I began http://onculturalproperty.blogspot.com/ later that year to begin following the concept of cultural property, especially in relation to Intellectual Property Rights, which later became my dissertation topic. I also frequently posted about pirating software – especially around torrenting sites and the emergent philosophy of Internet piracy.
These became less important as I was actually writing the dissertation and beginning my tenure track position at Columbia College Chicago.
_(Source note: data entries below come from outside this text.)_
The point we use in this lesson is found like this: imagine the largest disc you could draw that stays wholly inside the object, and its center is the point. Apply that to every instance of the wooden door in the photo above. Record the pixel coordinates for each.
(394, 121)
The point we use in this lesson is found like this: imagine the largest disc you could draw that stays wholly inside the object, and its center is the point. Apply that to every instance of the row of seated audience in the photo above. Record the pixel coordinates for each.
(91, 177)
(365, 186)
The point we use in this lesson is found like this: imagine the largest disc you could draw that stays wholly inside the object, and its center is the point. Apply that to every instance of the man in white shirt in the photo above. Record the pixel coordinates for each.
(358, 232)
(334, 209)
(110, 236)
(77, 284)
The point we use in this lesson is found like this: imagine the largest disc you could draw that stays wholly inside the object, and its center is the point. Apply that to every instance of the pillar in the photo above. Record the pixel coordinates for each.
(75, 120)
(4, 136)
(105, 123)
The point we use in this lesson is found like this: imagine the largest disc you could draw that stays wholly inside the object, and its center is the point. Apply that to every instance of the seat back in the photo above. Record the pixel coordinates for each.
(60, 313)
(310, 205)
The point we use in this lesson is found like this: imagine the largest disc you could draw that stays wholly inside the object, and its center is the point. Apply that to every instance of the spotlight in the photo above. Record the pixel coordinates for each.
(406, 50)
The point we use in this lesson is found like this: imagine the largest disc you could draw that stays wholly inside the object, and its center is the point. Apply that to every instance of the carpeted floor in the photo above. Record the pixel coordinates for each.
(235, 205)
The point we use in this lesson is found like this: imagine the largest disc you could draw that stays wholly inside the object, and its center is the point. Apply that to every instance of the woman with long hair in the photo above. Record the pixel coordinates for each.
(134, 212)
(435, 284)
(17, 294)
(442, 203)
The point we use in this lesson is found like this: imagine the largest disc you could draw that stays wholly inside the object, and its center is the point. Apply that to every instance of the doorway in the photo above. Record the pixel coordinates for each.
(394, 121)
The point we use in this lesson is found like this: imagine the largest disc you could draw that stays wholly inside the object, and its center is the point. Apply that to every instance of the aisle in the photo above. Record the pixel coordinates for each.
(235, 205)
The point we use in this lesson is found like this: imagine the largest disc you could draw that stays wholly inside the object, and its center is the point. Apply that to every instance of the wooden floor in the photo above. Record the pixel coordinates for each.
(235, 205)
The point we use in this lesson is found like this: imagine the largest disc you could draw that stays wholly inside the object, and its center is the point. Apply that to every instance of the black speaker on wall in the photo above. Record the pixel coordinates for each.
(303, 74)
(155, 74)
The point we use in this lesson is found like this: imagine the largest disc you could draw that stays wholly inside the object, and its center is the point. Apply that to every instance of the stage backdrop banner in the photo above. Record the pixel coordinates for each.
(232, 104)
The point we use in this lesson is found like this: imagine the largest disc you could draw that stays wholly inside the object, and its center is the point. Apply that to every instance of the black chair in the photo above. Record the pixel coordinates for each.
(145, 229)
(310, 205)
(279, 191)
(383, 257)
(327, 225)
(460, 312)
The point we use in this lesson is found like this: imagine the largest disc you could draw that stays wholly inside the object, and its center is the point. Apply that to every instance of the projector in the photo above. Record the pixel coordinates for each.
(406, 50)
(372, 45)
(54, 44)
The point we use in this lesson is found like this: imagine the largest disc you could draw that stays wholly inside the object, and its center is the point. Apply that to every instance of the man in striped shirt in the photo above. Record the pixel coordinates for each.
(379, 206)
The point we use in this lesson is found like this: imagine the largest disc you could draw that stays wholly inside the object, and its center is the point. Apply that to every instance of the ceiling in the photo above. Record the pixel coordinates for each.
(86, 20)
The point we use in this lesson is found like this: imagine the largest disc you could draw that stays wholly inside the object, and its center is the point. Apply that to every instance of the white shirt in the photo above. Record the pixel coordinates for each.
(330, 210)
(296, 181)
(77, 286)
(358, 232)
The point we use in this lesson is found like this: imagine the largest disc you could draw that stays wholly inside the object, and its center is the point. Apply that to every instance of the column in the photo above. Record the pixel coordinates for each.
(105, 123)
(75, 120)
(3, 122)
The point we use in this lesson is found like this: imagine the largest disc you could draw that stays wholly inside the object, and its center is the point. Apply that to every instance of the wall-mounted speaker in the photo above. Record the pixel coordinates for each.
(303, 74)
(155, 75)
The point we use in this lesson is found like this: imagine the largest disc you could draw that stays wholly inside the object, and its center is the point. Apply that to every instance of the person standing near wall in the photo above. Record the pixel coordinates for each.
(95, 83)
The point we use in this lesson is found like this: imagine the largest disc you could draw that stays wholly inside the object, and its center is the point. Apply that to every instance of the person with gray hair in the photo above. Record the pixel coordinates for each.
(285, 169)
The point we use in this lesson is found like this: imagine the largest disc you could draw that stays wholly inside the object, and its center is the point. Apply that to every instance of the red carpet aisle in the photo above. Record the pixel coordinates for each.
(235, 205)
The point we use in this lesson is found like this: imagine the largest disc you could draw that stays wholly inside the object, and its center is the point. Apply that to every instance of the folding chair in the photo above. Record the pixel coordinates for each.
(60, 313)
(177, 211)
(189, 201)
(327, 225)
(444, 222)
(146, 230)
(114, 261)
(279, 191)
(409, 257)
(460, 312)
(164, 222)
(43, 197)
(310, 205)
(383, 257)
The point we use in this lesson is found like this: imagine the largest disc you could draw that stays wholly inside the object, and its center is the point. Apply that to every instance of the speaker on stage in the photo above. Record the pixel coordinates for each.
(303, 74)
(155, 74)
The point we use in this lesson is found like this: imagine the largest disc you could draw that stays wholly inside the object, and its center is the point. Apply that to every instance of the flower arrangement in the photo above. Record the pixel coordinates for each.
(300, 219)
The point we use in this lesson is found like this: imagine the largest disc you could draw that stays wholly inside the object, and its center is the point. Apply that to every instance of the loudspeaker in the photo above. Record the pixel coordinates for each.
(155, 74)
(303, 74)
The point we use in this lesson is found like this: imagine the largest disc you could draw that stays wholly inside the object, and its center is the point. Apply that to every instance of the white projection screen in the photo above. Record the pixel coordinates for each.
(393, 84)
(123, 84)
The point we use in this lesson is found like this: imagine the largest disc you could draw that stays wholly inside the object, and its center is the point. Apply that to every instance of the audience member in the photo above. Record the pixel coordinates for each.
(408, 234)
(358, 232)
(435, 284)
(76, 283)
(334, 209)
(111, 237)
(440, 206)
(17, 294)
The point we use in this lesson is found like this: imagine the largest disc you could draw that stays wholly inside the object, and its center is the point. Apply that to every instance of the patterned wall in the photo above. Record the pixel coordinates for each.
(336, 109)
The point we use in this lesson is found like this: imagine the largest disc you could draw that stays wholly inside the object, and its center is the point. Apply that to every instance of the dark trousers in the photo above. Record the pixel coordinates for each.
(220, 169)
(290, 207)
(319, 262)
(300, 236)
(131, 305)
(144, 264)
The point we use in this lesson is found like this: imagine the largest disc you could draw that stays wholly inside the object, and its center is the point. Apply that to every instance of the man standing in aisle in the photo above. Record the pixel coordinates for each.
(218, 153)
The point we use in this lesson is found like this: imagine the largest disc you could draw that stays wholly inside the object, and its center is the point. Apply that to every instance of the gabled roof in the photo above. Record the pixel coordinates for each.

I didn’t return to blogging frequently until I was awarded an American Council of Learned Societies fellowship and took two years leave of absence to work with the National Institute for Technology in Liberal Education (NITLE). There I worked with prominent education and technology practitioners and theorists – and librarians, who frequently sit at that intersection. I started and maintained http://breakingculture.tumblr.com/ to catalog my writing on these topics.
This was also at the beginning of the (most recent) crisis in U.S. higher education – one that continues unabated – and at the height of the MOOC craze and the hegemonic narrative of disruptive innovation. But also marked the emergence of the Occupy movement and move of the pirate community into books, with library.nu (also known as Gigipedia, the archive of which is probably Incorporated into contemporary pirate book sites) and Aaarg beginning to spread theoretical and education materials far outside of official channels. In addition to my Tumblr above, I was privileged to write and think through some of these issues with my then-NITLE-colleague Bryan Alexander, who continues to be an important resource for thinking through the changes in U.S. Education and how they related to changes in media technology, political economy, and the role of educators and intellectuals in our current conjuncture.
I look forward to whatever role this space can play in the continuation of these conversations.